Sabahın erken saatlerinde bültenimizin son sayısını limanda çalışan işçi arkadaşlarımıza ulaştırmak amacıyla, UİD-DER’li arkadaşlarımızla Mersin limanına gittik. Gece vardiyasından çıkan işçilerle ve sabah vardiyasına servislerle gelen işçilerle hemen sıcak ve samimi sohbetler etmeye başladık. Ve işçilere bültenimizin son sayısını vermeye başladık.

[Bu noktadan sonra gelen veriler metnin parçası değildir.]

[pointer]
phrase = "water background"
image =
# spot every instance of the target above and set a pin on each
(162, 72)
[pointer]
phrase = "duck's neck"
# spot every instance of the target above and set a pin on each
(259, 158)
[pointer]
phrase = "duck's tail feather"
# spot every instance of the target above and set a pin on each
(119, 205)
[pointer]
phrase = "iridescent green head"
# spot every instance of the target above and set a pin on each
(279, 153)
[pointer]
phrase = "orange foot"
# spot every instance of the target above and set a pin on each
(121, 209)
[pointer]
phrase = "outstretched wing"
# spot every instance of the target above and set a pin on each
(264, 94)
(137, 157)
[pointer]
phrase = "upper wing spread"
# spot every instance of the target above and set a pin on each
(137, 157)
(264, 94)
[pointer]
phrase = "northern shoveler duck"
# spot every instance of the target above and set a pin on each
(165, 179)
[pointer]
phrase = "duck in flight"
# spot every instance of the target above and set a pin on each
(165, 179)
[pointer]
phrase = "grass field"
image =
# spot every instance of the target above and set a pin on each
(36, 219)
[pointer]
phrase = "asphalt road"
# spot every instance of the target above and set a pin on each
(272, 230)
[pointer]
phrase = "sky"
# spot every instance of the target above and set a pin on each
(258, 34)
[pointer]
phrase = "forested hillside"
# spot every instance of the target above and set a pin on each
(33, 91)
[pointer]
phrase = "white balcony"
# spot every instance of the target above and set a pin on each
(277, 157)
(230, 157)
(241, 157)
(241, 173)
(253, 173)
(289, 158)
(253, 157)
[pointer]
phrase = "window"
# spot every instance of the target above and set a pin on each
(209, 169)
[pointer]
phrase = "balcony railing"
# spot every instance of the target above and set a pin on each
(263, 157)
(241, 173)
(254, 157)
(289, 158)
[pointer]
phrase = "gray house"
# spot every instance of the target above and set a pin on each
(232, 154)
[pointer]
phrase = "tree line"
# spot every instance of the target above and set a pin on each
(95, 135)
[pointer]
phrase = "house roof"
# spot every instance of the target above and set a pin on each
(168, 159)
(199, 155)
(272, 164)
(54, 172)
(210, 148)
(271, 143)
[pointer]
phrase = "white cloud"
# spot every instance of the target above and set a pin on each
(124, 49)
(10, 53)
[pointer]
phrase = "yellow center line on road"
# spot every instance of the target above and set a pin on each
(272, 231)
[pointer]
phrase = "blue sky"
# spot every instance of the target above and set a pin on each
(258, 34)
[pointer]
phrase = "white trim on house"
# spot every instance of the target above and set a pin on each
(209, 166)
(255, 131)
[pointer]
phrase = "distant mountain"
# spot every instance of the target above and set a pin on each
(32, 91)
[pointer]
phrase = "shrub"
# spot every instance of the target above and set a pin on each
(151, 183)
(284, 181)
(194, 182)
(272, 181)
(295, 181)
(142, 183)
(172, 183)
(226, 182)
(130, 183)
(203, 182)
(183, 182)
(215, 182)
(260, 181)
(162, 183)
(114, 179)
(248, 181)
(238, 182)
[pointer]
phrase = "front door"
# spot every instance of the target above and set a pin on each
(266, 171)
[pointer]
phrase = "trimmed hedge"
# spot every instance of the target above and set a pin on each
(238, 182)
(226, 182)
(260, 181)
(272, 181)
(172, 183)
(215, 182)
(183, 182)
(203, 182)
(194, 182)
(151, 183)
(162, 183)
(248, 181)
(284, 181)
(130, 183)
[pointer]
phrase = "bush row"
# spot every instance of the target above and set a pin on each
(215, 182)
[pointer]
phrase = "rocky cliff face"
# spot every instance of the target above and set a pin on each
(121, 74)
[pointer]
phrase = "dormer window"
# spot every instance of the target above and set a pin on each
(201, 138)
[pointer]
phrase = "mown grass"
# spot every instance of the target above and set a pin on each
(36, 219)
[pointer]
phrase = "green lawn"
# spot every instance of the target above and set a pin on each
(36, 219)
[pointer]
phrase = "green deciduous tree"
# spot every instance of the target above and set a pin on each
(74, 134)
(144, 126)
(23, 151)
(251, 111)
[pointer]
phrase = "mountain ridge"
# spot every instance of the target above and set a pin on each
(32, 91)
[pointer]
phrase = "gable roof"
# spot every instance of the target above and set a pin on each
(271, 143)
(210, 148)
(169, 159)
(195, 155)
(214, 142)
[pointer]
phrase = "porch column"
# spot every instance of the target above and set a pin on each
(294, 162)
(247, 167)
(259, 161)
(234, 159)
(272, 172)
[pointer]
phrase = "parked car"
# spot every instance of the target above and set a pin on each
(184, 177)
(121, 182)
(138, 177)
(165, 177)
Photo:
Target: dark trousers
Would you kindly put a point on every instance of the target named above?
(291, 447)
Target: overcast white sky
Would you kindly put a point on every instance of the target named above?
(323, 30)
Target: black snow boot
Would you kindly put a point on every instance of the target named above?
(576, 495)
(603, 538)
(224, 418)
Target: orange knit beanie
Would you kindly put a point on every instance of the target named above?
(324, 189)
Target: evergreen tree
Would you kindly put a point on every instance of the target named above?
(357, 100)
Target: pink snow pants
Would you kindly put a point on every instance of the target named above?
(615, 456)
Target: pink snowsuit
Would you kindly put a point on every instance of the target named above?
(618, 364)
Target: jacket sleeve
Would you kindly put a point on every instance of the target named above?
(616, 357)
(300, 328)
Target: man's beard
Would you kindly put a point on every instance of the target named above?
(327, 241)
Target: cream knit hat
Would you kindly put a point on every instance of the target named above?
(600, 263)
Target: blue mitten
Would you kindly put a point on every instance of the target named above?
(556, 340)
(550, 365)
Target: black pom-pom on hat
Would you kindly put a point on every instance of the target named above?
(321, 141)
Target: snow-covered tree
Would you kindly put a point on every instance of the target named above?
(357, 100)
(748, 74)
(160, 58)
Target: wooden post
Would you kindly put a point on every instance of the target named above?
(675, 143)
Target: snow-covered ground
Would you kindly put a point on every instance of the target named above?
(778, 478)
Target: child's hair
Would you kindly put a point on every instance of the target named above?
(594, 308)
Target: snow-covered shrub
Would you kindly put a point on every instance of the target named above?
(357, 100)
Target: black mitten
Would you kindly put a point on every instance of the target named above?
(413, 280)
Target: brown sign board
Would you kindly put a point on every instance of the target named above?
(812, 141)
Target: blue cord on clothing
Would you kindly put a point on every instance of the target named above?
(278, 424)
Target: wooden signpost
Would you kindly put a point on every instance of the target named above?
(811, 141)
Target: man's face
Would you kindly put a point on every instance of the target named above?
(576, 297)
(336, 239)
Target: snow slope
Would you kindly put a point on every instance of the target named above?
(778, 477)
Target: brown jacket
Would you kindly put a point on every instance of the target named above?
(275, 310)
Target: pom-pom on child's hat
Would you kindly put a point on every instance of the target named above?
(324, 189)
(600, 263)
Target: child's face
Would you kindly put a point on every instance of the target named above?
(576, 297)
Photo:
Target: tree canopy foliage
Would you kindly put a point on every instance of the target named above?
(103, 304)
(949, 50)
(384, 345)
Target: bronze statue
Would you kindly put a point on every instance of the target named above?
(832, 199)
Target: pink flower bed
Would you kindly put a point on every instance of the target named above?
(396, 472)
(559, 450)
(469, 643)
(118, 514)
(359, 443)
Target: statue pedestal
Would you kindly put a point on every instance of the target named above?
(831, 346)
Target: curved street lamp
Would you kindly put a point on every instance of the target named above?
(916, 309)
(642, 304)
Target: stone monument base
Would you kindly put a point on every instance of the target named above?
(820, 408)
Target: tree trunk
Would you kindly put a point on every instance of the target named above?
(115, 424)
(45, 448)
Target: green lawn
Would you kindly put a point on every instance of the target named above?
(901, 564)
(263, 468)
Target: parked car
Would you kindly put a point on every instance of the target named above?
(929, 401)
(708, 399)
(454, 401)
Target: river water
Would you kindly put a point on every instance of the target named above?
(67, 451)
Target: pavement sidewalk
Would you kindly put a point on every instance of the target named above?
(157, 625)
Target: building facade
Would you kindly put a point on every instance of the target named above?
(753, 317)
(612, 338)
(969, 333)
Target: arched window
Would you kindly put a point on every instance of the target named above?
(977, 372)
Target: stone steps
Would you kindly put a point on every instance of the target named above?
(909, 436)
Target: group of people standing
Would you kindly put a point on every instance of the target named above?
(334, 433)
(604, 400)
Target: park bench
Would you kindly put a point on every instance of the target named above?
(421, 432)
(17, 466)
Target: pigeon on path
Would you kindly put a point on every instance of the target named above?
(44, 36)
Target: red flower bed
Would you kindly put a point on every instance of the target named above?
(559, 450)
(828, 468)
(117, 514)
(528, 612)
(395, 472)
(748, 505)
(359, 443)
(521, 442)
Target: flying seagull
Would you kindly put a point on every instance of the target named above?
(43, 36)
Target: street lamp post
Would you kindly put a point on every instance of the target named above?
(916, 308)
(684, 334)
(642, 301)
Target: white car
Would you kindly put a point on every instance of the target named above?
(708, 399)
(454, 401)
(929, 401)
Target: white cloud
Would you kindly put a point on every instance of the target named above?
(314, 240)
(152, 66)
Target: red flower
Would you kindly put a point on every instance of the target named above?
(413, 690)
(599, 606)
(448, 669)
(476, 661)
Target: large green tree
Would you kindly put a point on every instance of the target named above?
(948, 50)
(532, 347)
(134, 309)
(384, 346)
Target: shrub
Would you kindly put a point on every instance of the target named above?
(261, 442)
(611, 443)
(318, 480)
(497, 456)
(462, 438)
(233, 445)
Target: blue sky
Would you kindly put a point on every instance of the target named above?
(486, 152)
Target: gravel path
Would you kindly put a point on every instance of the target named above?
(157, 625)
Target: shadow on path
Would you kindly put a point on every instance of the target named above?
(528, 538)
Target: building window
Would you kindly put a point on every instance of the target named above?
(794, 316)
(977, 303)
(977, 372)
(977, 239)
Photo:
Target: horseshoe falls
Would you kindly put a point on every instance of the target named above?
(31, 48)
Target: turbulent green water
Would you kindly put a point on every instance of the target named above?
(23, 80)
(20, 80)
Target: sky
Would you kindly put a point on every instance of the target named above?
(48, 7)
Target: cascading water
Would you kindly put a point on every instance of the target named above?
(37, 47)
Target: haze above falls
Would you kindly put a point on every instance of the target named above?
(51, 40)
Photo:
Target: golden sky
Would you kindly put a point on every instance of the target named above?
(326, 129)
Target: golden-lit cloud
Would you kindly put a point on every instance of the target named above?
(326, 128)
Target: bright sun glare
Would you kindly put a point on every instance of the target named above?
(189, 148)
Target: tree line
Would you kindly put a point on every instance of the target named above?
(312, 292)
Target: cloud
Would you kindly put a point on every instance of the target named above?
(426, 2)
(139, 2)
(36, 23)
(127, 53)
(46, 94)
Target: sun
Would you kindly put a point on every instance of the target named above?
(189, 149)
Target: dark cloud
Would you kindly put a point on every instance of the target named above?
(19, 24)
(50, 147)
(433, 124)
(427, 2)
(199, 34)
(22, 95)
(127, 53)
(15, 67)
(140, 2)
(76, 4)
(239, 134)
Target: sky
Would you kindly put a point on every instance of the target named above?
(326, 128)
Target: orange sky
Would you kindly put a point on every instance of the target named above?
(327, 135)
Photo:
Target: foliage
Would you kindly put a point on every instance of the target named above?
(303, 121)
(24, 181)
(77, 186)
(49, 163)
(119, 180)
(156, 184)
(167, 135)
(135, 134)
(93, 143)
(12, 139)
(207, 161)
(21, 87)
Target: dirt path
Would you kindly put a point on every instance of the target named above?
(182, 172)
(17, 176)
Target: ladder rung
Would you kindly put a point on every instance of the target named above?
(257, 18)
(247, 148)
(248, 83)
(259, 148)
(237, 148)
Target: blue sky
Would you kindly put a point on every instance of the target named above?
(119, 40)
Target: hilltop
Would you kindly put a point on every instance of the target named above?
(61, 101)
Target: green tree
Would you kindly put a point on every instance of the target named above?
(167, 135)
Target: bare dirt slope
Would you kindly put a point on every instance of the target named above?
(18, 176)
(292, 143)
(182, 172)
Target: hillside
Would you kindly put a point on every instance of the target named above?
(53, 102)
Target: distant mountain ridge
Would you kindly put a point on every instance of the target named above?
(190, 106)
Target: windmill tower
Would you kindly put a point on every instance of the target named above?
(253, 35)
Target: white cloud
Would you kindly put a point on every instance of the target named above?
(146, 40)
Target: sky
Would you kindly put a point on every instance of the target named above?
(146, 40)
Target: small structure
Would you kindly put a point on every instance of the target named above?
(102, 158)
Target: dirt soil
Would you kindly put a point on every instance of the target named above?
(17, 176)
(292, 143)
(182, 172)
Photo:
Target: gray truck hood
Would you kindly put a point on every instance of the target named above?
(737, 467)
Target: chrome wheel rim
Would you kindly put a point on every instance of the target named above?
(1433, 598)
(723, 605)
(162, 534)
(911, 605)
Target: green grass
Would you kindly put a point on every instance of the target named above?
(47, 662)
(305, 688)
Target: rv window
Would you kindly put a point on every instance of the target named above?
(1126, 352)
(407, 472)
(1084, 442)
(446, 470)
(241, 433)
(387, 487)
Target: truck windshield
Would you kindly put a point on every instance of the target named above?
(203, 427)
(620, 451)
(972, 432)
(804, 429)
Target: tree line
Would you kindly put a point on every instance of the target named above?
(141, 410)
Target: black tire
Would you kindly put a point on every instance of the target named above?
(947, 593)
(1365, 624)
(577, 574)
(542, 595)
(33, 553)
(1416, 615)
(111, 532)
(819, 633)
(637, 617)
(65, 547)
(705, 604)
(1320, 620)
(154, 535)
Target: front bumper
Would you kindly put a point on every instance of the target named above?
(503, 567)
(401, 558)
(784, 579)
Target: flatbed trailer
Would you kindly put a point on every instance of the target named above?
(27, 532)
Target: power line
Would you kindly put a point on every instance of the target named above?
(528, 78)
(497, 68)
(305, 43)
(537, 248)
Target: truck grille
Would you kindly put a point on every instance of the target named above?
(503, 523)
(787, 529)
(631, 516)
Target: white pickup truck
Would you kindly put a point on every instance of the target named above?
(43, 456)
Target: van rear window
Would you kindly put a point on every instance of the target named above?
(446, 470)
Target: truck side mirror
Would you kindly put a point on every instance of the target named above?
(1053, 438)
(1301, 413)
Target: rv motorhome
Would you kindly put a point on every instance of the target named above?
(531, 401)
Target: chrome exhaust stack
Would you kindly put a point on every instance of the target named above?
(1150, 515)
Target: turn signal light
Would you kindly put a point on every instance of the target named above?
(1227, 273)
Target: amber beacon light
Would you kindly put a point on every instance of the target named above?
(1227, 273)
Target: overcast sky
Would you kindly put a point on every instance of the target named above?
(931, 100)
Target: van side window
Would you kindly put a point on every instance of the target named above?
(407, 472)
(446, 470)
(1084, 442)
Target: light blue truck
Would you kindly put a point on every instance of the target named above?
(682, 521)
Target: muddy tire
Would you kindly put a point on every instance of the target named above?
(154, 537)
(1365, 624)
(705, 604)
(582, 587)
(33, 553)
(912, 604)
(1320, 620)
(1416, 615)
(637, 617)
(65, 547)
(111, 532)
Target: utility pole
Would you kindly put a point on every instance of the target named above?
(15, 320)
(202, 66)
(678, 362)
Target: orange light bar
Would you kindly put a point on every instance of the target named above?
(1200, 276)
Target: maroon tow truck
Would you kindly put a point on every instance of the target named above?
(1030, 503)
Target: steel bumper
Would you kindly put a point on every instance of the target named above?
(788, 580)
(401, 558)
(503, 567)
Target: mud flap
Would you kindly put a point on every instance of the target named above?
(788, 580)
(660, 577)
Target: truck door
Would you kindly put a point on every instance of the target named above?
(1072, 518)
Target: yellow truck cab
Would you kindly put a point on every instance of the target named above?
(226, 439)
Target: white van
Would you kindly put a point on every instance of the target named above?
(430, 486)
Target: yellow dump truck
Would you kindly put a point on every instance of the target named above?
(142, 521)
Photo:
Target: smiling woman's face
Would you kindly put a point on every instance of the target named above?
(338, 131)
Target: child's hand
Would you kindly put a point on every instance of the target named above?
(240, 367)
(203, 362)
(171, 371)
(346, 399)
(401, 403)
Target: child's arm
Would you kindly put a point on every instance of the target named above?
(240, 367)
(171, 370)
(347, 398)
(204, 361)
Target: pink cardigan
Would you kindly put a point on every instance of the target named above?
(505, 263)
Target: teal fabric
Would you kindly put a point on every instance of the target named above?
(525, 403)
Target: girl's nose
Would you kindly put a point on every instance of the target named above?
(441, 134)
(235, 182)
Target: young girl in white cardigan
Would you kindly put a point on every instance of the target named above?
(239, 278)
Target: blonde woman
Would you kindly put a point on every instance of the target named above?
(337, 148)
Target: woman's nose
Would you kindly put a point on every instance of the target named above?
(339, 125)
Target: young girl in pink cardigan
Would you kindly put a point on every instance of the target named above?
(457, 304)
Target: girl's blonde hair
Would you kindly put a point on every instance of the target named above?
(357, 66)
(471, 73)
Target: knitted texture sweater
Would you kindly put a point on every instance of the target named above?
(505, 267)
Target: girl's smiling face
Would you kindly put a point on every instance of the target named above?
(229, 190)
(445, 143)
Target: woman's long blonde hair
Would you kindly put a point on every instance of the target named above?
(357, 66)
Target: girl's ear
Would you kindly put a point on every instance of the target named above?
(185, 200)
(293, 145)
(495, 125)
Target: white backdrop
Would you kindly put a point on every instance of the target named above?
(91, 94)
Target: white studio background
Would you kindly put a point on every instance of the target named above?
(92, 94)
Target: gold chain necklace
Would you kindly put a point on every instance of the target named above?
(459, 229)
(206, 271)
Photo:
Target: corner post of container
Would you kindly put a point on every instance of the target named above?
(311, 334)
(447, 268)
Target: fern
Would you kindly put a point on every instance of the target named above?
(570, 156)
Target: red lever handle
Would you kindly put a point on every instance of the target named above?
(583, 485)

İlk kez bültenimizi alan bir işçi arkadaşımız, “işyerlerinde dayanışmanın önemli olduğunu, paylaşımın daha da artması gerektiğini ve paylaşımın daha da artması için uğraşan insanları vardiya çıkışında burada görmekten mutluluk duyduğunu” söyledi. Ve merakla bültenimizi incelemeye başladı. Bir başka işçi arkadaşımızla da doğru bellediğimiz yanlışlar bölümü üzerine sohbet ettik. O da bültende böyle bilgilendirici ve öğretici bölümlerin olmasının çok güzel olduğunu söyledi. Bir başka işçi arkadaşımız ise “işçiler az çalıştıkları için mi yoksullar?” bölümüne dikkat çekerek, aksine işçilerin çok çalıştıklarını, bu yazının da bunu çok güzel anlattığını söyledi. Ve bülteni okumaları için çocuklarına da götüreceğini söyledi.
Bunun dışında; sabahın erken saatlerinde vardiyadan yorgun çıkan ve erkenden vardiyasına gelen işçi arkadaşlarımızla bültenimiz aracılığıyla pek çok konu üzerine sohbet ettik. Bizleri merak edip yanımıza sokulan işçilere de ilk kez bültenimizi ulaştırdık. Bültenimizi ilk kez okuyan işçilerin merakı ve bizlere karşı sıcak yaklaşımları güzeldi.
Bazı işçilerle de son dönemde yaşanan işten atmalar üzerine sohbet ettik. Onlar da limanda işçilerin örgütlü olmaları gerektiğini, birlikte mücadele ederlerse bu gibi sorunların üstesinden gelinebileceğini söylediler.
Tıpkı liman işçisi arkadaşlarımızın da söylediği gibi işten atmalara, işyerlerinde yaşanan tüm sıkıntılara ancak örgütlü mücadelemizle karşı koyabiliriz. Patronlara karşı örgütlü gücümüzle “artık bizi sömüremeyeceksiniz” diye haykırmalı ve bu örgütlülüğün daha da büyümesi için durmadan ve yorulmadan mücadele etmeliyiz!
Örgütlüysek her şeyiz, örgütsüzsek hiçbir şey!